Nel Rio Grande del Sud vive una collettività italiana di oltre 120mila unità, mentre sono almeno quattro milioni (oltre un terzo degli abitanti dello Stato) a poter vantare un antenato italiano. Il Consolato Generale d’Italia a Porto Alegre, oggi guidato dal giovane e competente diplomatico Valerio Caruso, ha vissuto un dramma nel dramma: i suoi locali sono stati tra i primi immobili della capitale ad essere stati invasi dalle acque, proprio mentre il Console Generale si stava prodigando per favorire e coordinare donazioni ed aiuti.
All’indomani della tragedia sono intervenuto in Parlamento chiedendo alle nostre istituzioni e in primis al nostro governo, un gesto concreto di solidarietà alla popolazione colpita; un intervento al quale sono seguite prima le dichiarazioni del Ministro degli Esteri e del Presidente del Consiglio e quindi l’invio di un aereo militare con 25 tonnellate di aiuti umanitari. Ma, come in tutte le grandi tragedie, l’emergenza non è circoscritta alle poche settimane o ai mesi che seguono gli eventi naturali. Abbiamo il dovere di mantenere alta l’attenzione di quanti hanno a cuore il futuro di questi territori e delle loro popolazioni così duramente colpite. Per questi motivi vanno sostenute e divulgate tutte le iniziative utili in questo senso.

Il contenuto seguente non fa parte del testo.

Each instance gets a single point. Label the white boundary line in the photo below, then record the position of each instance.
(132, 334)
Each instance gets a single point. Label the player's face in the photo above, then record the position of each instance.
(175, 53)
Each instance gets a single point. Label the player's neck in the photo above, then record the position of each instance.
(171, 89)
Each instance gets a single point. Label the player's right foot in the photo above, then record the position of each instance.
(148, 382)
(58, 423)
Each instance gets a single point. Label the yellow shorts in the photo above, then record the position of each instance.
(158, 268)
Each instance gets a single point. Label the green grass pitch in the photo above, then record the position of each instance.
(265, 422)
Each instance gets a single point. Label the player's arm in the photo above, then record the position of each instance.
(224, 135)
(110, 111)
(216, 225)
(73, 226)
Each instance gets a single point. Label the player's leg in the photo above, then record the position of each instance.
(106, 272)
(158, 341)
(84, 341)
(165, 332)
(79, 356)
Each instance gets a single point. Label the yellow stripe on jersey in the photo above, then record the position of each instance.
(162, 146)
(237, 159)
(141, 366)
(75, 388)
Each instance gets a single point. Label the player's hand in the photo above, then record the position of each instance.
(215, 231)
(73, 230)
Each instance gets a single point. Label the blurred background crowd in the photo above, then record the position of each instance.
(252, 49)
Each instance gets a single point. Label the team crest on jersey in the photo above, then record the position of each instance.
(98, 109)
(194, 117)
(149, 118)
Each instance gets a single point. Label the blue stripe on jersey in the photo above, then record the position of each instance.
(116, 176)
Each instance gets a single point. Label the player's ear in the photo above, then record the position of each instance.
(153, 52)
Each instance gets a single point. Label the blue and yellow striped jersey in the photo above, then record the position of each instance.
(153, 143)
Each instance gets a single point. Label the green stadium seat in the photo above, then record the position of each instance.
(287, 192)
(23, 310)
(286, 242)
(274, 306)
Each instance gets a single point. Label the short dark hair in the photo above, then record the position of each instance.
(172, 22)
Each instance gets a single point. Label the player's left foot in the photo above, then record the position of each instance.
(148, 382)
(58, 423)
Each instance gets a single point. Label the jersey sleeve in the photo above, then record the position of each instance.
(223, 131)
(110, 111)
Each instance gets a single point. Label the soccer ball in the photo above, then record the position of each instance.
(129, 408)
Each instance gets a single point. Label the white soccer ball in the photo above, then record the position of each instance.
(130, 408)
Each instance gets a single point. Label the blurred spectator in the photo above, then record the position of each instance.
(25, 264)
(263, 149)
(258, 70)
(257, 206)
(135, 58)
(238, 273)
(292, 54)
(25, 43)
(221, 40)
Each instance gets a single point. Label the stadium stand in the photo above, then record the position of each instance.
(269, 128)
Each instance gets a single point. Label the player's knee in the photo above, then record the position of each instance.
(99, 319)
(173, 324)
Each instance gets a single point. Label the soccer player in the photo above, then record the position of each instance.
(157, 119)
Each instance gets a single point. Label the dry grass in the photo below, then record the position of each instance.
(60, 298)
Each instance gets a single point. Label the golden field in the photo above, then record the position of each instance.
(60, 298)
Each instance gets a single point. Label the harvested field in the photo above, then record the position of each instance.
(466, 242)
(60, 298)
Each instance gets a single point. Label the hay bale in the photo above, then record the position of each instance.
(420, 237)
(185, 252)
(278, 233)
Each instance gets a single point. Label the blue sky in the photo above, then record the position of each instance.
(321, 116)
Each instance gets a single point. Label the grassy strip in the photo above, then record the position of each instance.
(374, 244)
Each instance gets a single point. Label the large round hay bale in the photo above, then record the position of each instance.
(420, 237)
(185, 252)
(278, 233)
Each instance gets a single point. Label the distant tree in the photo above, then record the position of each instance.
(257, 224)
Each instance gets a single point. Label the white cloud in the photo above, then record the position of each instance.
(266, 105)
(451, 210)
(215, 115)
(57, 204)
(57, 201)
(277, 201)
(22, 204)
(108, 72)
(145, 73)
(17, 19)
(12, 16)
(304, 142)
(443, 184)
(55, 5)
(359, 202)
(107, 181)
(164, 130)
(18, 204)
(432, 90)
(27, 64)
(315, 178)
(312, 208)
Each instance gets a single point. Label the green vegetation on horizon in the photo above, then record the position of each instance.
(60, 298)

Personalmente ho promosso tramite l’Associazione di Amicizia Italia-Brasile una grande iniziativa umanitaria che grazie alla ONG brasiliana “Escola Viveiro” e al contributo della “Pantalica Partners” porterà in Brasile diversi containers di aiuti e donazioni provenienti dall’Italia, dando quella necessaria continuità alla cooperazione internazionale e quindi al sostegno al Rio Grande do Sul nei mesi più duri, quelli invernali che al sud del Brasile è particolarmente rigido.
Proprio quest’anno stiamo commemorando i 150 anni dell’emigrazione italiana in Brasile, un fenomeno storico che oggi è plasticamente rappresentato dai 33 milioni di italo-brasiliani che costituiscono la maggiore collettività di discendenti italiani al mondo; per fare sì che questa ricorrenza non sia relegata alla sterile ripetizione di atti celebrativi dobbiamo dare sostanza anche alla nostra solidarietà con questa comunità lontana geograficamente ma intimamente legata alle proprie origini italiane. Lo dobbiamo alla nostra storia e quindi al sacrificio di quei coloni che oltre un secolo e mezzo fa lasciarono il nostro Paese alla ricerca della “Merica”.